A los dos días me llamó. Y dos días después, también. Y así durante dos o tres semanas. Siempre me decía que si nos veíamos. Y yo siempre le decía que no podía. Un día le daba una excusa y otro día otra. Mis amigos decían que le hablara claro. A mí, me daba pena. ¡Pobre! Me sentía incapaz.
Como no quedaba con él, me llamaba para charlar. Nuestras conversaciones eran bastante absurdas.
ÉL: ¿Que haces?
Yo: Cenar.
Él: ¿Que estás cenando?
Yo: Una ensalada.
Él: ¿Ensalada de qué?
Yo: De escarola, tomate, ajo...
Él: ¿Y que has hecho hoy?
Yo: Dibujar, leer, ver una película...
Así eran todas las conversaciones. Yo no entendía por qué seguía llamando. No quedaba con él y además, yo parecía tarado.
Como era muy inocente no llegué a pensar que tal vez, la mano que no sostenía el teléfono, también estaba ocupada. ¡Algún beneficio tenía que sacar! Si no, no lo entiendo. La verdad, ahora que lo pienso, hablaba raro.

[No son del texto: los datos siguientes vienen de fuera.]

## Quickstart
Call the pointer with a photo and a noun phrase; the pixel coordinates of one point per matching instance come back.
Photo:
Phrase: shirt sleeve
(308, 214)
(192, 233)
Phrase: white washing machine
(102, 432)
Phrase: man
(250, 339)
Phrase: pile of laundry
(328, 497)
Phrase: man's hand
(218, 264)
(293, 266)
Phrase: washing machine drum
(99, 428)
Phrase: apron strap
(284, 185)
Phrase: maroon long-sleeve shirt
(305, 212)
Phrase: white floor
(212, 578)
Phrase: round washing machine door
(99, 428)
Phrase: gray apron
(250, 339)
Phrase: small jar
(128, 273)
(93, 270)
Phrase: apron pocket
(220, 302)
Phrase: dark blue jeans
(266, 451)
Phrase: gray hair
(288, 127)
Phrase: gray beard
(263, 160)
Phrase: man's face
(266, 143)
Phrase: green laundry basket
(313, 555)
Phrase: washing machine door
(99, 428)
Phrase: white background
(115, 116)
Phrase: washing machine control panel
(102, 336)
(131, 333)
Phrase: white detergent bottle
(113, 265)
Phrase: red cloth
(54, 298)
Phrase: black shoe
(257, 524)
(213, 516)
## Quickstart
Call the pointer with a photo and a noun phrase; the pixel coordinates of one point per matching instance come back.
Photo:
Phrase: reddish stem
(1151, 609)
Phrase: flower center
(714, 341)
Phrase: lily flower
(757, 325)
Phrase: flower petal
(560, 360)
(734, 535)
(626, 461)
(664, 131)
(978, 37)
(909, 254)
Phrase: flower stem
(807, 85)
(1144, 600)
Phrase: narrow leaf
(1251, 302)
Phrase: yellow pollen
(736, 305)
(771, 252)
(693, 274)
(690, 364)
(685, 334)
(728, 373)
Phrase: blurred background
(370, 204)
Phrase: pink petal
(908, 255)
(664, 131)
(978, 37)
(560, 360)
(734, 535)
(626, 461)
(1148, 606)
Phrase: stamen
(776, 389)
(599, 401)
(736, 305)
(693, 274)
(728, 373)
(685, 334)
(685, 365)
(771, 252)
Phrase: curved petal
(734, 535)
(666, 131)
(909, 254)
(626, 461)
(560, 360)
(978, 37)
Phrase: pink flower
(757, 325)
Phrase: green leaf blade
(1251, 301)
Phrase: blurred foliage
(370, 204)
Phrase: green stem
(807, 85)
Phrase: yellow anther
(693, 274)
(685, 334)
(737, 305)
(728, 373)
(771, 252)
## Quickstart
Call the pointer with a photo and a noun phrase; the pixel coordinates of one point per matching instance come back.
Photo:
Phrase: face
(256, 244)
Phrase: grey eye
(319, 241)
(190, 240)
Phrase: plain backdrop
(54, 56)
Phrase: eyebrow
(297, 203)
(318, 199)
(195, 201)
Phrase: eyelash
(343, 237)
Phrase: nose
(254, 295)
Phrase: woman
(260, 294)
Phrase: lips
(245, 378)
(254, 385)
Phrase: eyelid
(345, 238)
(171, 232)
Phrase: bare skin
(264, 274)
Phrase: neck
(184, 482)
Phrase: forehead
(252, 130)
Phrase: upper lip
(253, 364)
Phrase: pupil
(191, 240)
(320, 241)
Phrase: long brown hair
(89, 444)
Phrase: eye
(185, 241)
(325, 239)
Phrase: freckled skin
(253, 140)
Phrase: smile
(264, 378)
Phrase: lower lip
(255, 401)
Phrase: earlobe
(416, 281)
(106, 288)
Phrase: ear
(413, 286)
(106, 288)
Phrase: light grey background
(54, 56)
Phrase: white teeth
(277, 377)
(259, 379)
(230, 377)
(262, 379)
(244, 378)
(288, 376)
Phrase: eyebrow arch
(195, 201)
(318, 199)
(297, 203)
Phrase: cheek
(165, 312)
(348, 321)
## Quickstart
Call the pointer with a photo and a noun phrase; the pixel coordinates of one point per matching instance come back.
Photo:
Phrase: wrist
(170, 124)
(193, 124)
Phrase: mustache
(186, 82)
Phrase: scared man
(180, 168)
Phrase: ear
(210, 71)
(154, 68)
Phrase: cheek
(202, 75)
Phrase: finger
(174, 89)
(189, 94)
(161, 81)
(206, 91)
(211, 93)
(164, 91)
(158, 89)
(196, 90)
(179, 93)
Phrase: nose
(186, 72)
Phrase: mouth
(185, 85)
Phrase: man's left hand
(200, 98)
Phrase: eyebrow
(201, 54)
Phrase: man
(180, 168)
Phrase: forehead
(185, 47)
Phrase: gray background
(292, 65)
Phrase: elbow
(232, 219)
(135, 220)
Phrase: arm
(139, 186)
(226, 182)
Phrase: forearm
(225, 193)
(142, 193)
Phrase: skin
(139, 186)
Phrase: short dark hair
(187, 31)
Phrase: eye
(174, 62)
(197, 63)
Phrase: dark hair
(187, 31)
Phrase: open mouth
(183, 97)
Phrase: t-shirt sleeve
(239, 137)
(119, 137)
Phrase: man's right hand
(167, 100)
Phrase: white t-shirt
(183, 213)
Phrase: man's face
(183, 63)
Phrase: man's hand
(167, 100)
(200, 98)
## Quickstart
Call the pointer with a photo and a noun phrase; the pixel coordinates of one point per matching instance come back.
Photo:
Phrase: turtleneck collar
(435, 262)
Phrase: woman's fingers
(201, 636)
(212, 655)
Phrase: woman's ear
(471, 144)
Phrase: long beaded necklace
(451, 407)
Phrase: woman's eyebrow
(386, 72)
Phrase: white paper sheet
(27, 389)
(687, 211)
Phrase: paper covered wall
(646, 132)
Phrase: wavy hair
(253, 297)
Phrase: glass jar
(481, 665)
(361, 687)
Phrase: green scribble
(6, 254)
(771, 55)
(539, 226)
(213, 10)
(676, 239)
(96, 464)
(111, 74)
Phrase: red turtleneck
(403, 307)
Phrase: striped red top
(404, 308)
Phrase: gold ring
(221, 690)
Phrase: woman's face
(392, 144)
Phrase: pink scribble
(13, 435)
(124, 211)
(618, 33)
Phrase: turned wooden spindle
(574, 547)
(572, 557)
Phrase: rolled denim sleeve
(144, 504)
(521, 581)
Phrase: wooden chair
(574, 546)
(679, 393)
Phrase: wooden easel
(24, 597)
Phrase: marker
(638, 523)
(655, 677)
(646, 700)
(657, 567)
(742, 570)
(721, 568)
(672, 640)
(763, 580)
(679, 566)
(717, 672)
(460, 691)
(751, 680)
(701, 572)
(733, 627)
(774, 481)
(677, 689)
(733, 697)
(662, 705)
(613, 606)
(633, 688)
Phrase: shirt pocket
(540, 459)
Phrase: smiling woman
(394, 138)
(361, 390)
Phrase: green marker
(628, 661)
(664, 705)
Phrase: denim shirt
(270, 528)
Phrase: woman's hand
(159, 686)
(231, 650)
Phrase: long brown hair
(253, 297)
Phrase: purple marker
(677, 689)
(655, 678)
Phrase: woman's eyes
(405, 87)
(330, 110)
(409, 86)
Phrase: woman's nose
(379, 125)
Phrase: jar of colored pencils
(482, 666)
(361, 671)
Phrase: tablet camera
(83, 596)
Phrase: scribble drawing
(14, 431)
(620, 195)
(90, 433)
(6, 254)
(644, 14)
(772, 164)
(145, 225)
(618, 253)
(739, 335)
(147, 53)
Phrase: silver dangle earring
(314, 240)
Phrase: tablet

Cuando dejó de llamar, sentí alivio y a la vez, me sentí mal. Lógicamente, se debió de hartar del niñato ese del restaurante chino. Estoy seguro de que debería haber sido más claro desde el principio. No haberle hecho perder el tiempo. O puede que no lo perdiera tanto.
¡Que tiempos!
No me he olvidado de él, por que mi hermano Oliver no me deja. Cada vez que yo o alguien, menciona que yo era guapo de jovencito, él siempre dice: "¡Amos...! ¡Que se lo digan a... (su nombre)!"
El muy cabrón.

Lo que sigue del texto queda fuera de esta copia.